AI is moving so fast that even those at the cutting edge of new developments are being left blindsided.
Andrej Karpathy — co-founder of OpenAI, former head of AI at Tesla, and one of the most influential voices in the field — recently described a moment that stopped him cold: watching a single Gemini prompt do everything his own app was built to do.

Speaking at Sequoia Capital’s AI Ascent 2026 event, Karpathy recounted the story of building Menugen. “Menugen is this idea where you come to a restaurant, they give you a menu, there’s no pictures usually. So I don’t know what any of these things are — usually about 30% to 50% of the things I’d have no idea what they are. So I wanted to take a photo of the restaurant menu and get pictures of what those things might look like in a generic sense.”
He then described what he built. “I vibe coded this app that basically lets you upload a photo and it does all this stuff. It runs on Vercel, it re-renders the menu, it gives you all the items, and it gives you a picture — it uses an image generator to basically OCR all the different titles, use the image generator to get pictures of them, and then shows it to you.”
Then came the gut punch. Karpathy saw what he calls the Software 3.0 version of the same idea. “I saw the Software 3.0 version of this, which blew my mind — which is literally just take your photo, give it to Gemini and say, use Nano Banana to overlay the things onto the menu. And Nano Banana basically returned an image that is exactly the picture of the menu that I took, but it actually put into the pixels, it rendered the different things in the menu. This blew my mind because actually all of my Menugen is spurious. It’s working in the old paradigm. That app shouldn’t exist.”
Karpathy says this was symbolic of a broader shift. “The Software 3.0 paradigm is a lot more raw. Your neural network is doing more and more of the work, and your prompt or context is just the image, and the output is an image — and there’s no need to have any of the [intermediate layers].”
The moment crystallises something significant happening across the AI industry: entire product categories are collapsing into a prompt. The layered architecture of an app — the OCR pipeline, the image generator, the UI, the backend — existed to compensate for what models couldn’t do natively. As those limitations disappear, so do the apps built around them.

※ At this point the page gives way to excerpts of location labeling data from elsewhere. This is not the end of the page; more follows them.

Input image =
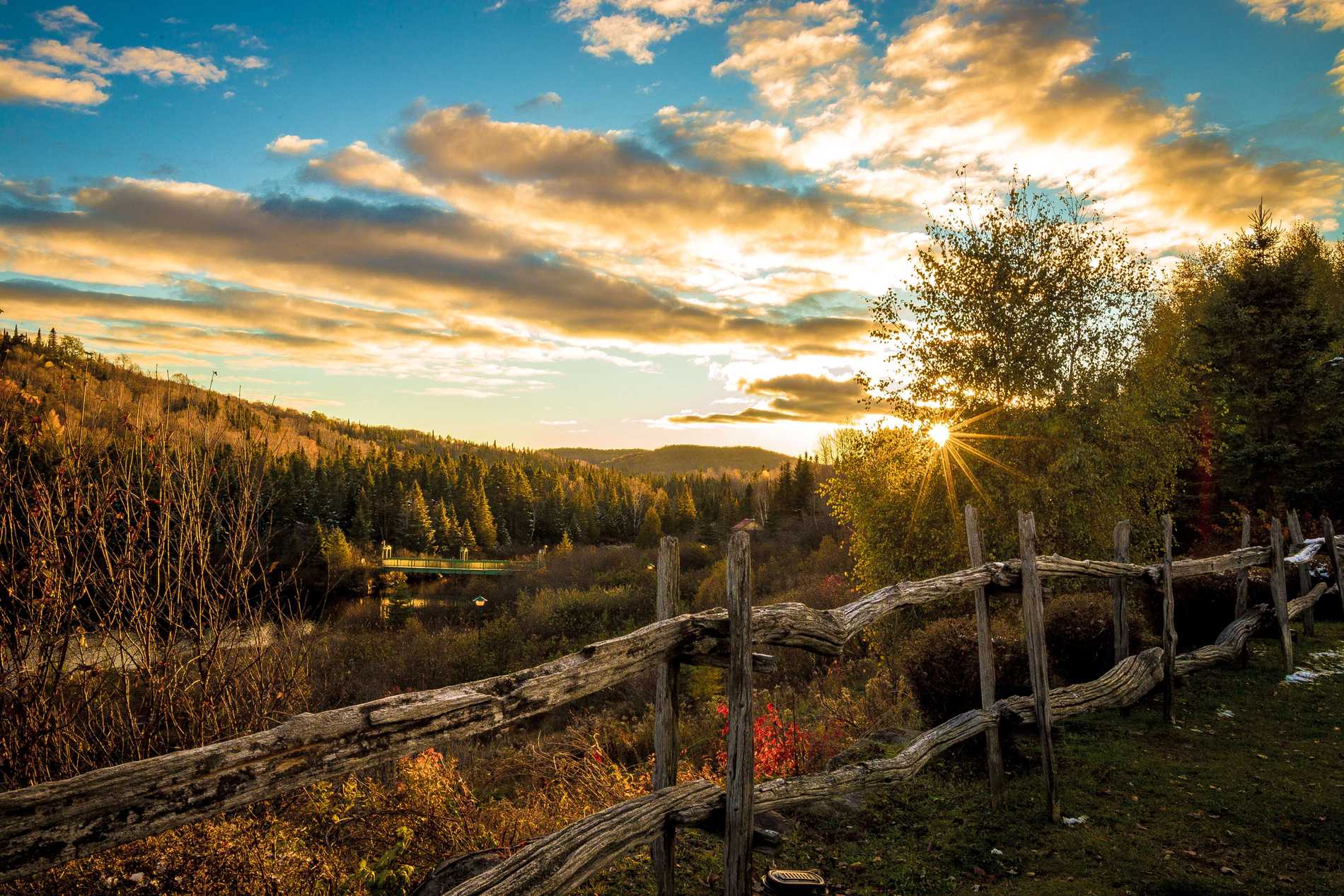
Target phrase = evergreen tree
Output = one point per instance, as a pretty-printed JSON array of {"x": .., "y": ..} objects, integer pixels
[
  {"x": 362, "y": 520},
  {"x": 483, "y": 520},
  {"x": 651, "y": 530},
  {"x": 445, "y": 527},
  {"x": 804, "y": 485},
  {"x": 685, "y": 515},
  {"x": 785, "y": 494},
  {"x": 1263, "y": 347},
  {"x": 418, "y": 528}
]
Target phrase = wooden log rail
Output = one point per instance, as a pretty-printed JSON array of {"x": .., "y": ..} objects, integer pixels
[
  {"x": 53, "y": 822},
  {"x": 558, "y": 863}
]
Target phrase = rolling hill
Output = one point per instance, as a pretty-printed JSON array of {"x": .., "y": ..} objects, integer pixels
[{"x": 676, "y": 458}]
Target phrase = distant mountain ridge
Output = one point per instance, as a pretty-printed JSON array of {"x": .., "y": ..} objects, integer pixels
[{"x": 672, "y": 460}]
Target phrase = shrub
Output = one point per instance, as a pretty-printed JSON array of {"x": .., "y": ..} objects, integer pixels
[
  {"x": 1079, "y": 636},
  {"x": 941, "y": 665}
]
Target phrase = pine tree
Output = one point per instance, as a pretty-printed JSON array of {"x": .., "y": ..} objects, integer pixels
[
  {"x": 362, "y": 520},
  {"x": 445, "y": 528},
  {"x": 784, "y": 489},
  {"x": 685, "y": 515},
  {"x": 804, "y": 485},
  {"x": 651, "y": 530},
  {"x": 418, "y": 528},
  {"x": 483, "y": 520},
  {"x": 1263, "y": 346}
]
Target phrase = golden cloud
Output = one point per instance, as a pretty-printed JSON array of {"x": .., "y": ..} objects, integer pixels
[{"x": 797, "y": 398}]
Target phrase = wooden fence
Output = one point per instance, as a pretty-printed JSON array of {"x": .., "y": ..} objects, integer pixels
[{"x": 53, "y": 822}]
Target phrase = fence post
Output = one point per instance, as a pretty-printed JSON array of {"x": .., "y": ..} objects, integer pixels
[
  {"x": 666, "y": 715},
  {"x": 1242, "y": 576},
  {"x": 1118, "y": 593},
  {"x": 1034, "y": 624},
  {"x": 1304, "y": 578},
  {"x": 1332, "y": 554},
  {"x": 994, "y": 752},
  {"x": 1244, "y": 583},
  {"x": 738, "y": 817},
  {"x": 1278, "y": 588},
  {"x": 1169, "y": 627}
]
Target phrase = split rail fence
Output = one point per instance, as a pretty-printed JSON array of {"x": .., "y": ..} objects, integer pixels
[{"x": 49, "y": 824}]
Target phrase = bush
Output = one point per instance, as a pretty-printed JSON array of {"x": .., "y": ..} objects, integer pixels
[
  {"x": 1079, "y": 636},
  {"x": 941, "y": 663}
]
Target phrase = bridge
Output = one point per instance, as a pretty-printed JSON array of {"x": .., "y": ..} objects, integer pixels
[{"x": 460, "y": 566}]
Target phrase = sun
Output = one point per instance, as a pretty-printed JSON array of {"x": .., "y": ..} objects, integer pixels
[{"x": 952, "y": 452}]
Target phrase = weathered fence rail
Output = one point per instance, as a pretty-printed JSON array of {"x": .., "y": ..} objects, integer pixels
[
  {"x": 53, "y": 822},
  {"x": 579, "y": 851}
]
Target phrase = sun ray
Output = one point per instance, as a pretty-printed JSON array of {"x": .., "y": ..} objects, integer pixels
[
  {"x": 990, "y": 460},
  {"x": 971, "y": 477},
  {"x": 958, "y": 425},
  {"x": 996, "y": 436},
  {"x": 948, "y": 480},
  {"x": 924, "y": 488}
]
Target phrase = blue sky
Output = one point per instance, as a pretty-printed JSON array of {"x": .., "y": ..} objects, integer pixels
[{"x": 603, "y": 222}]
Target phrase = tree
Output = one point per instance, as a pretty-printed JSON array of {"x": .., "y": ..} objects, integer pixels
[
  {"x": 1029, "y": 301},
  {"x": 685, "y": 515},
  {"x": 651, "y": 530},
  {"x": 1029, "y": 322},
  {"x": 1263, "y": 343},
  {"x": 483, "y": 520},
  {"x": 417, "y": 525},
  {"x": 445, "y": 527}
]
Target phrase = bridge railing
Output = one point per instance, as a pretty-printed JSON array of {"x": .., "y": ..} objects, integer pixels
[{"x": 433, "y": 564}]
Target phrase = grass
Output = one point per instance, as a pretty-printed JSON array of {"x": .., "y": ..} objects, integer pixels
[{"x": 1244, "y": 794}]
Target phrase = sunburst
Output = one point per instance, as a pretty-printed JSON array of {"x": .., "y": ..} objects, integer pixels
[{"x": 952, "y": 443}]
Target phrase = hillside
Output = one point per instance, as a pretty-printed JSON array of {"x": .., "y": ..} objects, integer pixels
[
  {"x": 672, "y": 460},
  {"x": 415, "y": 491}
]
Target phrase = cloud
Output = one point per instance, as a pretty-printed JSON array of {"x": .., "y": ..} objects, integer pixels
[
  {"x": 797, "y": 398},
  {"x": 635, "y": 26},
  {"x": 627, "y": 34},
  {"x": 1336, "y": 74},
  {"x": 540, "y": 101},
  {"x": 242, "y": 34},
  {"x": 1326, "y": 13},
  {"x": 578, "y": 192},
  {"x": 702, "y": 11},
  {"x": 441, "y": 281},
  {"x": 93, "y": 64},
  {"x": 994, "y": 88},
  {"x": 66, "y": 19},
  {"x": 40, "y": 82},
  {"x": 803, "y": 53},
  {"x": 248, "y": 64},
  {"x": 294, "y": 146}
]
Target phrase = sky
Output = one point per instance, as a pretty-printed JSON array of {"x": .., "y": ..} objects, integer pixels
[{"x": 613, "y": 223}]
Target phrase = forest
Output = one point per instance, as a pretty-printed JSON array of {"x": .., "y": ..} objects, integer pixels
[{"x": 179, "y": 566}]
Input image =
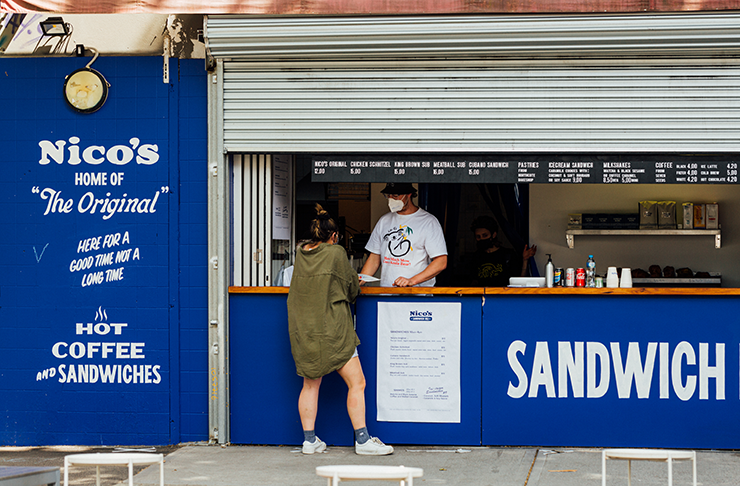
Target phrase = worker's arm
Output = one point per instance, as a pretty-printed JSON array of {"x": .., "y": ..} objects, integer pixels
[{"x": 433, "y": 269}]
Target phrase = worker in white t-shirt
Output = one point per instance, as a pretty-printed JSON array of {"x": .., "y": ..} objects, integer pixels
[{"x": 407, "y": 244}]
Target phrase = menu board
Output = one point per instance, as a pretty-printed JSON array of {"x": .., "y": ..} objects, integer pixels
[
  {"x": 419, "y": 362},
  {"x": 529, "y": 169}
]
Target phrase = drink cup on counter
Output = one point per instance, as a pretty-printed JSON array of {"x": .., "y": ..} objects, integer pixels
[
  {"x": 570, "y": 277},
  {"x": 580, "y": 277},
  {"x": 626, "y": 280},
  {"x": 612, "y": 279}
]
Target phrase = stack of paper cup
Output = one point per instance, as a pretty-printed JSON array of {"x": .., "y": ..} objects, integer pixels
[
  {"x": 612, "y": 279},
  {"x": 626, "y": 280}
]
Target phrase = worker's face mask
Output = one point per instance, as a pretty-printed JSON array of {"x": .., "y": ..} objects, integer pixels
[
  {"x": 395, "y": 205},
  {"x": 484, "y": 245}
]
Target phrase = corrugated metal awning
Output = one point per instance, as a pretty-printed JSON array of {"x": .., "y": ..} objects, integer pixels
[
  {"x": 480, "y": 84},
  {"x": 481, "y": 37}
]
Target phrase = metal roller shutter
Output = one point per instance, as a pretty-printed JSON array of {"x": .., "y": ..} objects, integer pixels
[{"x": 397, "y": 87}]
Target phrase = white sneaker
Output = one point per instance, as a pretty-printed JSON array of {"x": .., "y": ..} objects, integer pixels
[
  {"x": 316, "y": 446},
  {"x": 373, "y": 447}
]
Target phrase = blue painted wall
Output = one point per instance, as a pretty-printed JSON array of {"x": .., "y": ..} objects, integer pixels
[
  {"x": 262, "y": 366},
  {"x": 667, "y": 410},
  {"x": 103, "y": 288},
  {"x": 516, "y": 353}
]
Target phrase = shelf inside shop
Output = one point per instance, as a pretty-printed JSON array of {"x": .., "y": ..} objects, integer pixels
[{"x": 571, "y": 233}]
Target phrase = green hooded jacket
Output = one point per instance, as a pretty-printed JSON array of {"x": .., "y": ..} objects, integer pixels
[{"x": 322, "y": 334}]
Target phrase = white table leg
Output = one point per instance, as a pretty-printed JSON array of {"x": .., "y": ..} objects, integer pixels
[{"x": 603, "y": 468}]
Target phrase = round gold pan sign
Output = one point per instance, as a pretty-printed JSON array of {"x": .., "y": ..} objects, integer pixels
[{"x": 85, "y": 90}]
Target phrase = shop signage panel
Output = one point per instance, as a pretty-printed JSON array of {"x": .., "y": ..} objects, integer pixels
[
  {"x": 611, "y": 371},
  {"x": 529, "y": 169},
  {"x": 86, "y": 263}
]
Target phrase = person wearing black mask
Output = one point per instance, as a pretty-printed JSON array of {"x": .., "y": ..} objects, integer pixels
[{"x": 492, "y": 264}]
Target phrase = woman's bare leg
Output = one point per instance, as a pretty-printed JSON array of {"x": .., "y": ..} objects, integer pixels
[
  {"x": 308, "y": 403},
  {"x": 353, "y": 376}
]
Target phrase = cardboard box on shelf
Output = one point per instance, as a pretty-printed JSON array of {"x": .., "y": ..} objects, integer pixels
[
  {"x": 700, "y": 212},
  {"x": 648, "y": 214},
  {"x": 712, "y": 216},
  {"x": 575, "y": 221},
  {"x": 667, "y": 214}
]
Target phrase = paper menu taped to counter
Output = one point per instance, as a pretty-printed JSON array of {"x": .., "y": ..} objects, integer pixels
[
  {"x": 367, "y": 278},
  {"x": 418, "y": 366}
]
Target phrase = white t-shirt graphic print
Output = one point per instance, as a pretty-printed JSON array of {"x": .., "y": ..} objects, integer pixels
[{"x": 406, "y": 244}]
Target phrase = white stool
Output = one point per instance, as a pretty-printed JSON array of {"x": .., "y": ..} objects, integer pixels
[
  {"x": 659, "y": 455},
  {"x": 129, "y": 459},
  {"x": 334, "y": 474}
]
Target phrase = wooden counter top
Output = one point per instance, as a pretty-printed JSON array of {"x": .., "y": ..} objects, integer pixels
[{"x": 511, "y": 291}]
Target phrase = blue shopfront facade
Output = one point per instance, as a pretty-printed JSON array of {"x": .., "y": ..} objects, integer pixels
[{"x": 102, "y": 288}]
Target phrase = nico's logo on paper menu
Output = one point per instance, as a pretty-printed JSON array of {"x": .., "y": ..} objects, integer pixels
[{"x": 420, "y": 315}]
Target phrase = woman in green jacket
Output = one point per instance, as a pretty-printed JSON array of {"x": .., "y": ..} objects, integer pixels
[{"x": 322, "y": 335}]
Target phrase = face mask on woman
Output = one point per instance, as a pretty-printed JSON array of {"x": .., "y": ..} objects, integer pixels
[{"x": 395, "y": 205}]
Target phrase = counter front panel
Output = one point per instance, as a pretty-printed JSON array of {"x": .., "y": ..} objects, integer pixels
[
  {"x": 627, "y": 370},
  {"x": 611, "y": 371}
]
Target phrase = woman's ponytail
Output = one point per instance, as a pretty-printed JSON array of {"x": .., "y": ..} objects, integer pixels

This is not an isolated anecdote. It reflects a broader pattern that is accelerating. Karpathy himself coined the term “vibe coding” to describe the practice of building software by describing what you want and accepting what the model produces. At the time, it seemed like an expansion of what was possible. Now, even vibe coded apps are being outpaced — not by better vibe coding, but by models capable enough to skip the app entirely.
Gemini’s rapid capability gains are a key part of this story. Google’s Gemini has been on a remarkable run, with Gemini 3.1 Pro recently taking the top spot on the Artificial Analysis Intelligence Index — leading in six of ten categories, including agentic coding and multimodal reasoning. Nano Banana, the image generation and editing capability that rendered Menugen unnecessary, is part of that same expanding stack. It is not a specialised tool; it is a general capability that happens to make specialised tools redundant.
Karpathy’s framework for understanding this — Software 1.0 (explicit code), Software 2.0 (neural networks trained on data), Software 3.0 (LLMs as programmable interpreters) — suggests the displacement will continue. In Software 3.0, the context window is the program. The more capable the model, the fewer intermediate layers you need between a user’s intent and a result. That is bad news for a large class of AI wrapper apps that have been built on the assumption that model limitations are a stable foundation to build on.
The implications for founders and product teams are pointed. As Karpathy put it: don’t just ask what AI can help you build faster — ask what AI makes unnecessary. The most dangerous place to be right now is in the middle: building an app that routes between a user and a capable model, when that model is rapidly becoming capable enough to handle the routing itself.